Steel plant progress being made
A steel plant that would be built by a Russian company in Haverhill and employ as many as 1,400 is coming closer to fruition.
The chief executive of that company negotiating with the state has told Russian media some agreements have already been reached and that the plant will be built pending regulatory approval.
Viktor Rashnikov, CEO of Magnitogorsk Iron and Steel Works (MMK), told the Russian news organization RIA Novosti that he hopes the remaining requirements can be completed by the end of 2007.
Representatives from the state and the company are scheduled to resume negotiations in Ohio the week of Sept. 17. The plant could employ up to 1,400.
The media report did not indicate a specific location in Ohio, but in July a source close to the situation told The Ironton Tribune the company was eyeing Scioto County at a site close to the SunCoke Energy plant in Haverhill. Other officials have since made public statements confirming Haverhill as the location.
Knoxville, Tenn.-based SunCoke Energy is in the process of a $230 million expansion to its coke plant. Coke is a necessary product in the steel-making process.
Melissa Ament, spokeswoman for the Ohio Department of Development, said the meeting later this month is to continue discussions that began in July when Lt. Gov.
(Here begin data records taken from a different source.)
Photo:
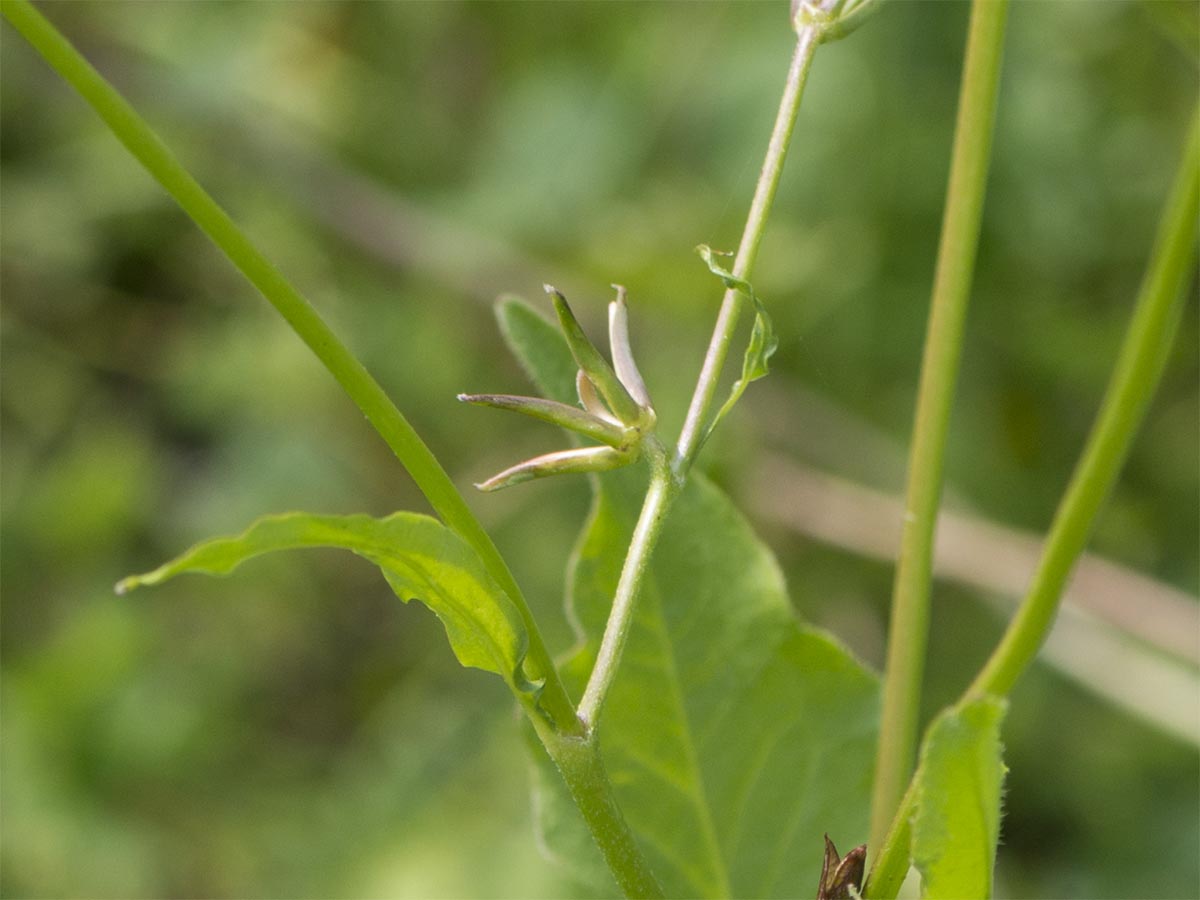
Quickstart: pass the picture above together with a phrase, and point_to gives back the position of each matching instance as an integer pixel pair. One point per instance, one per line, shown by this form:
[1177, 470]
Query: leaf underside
[735, 737]
[419, 557]
[957, 822]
Lee Fisher and Director of Economic Development Steve Shoney flew to Russia to meet with Rashnikov.
Arnett said she could provide no further details.
If the parties can come to terms, the company is expected to build a steel plant that would produce automobile body sheets.
MMK is the largest enterprise of the Russian steel industry and accounts for about 20 percent of all steel products sold on the domestic market, according to its Web site.
MMK is a fully integrated steel-making operation and produces the widest range of steel products among steel producers in Russia. About half the company’s output is exported worldwide.
The company is located in Magnitogorsk, a mining and industrial city located by the Ural River in Chelyabinsk Oblast, Russia. It rests in the southern portion of the Ural Mountains.
During his recent trip to Ohio University Southern, Gov. Ted Strickland said he could not comment on the matter, saying only, “I’m crossing my fingers.”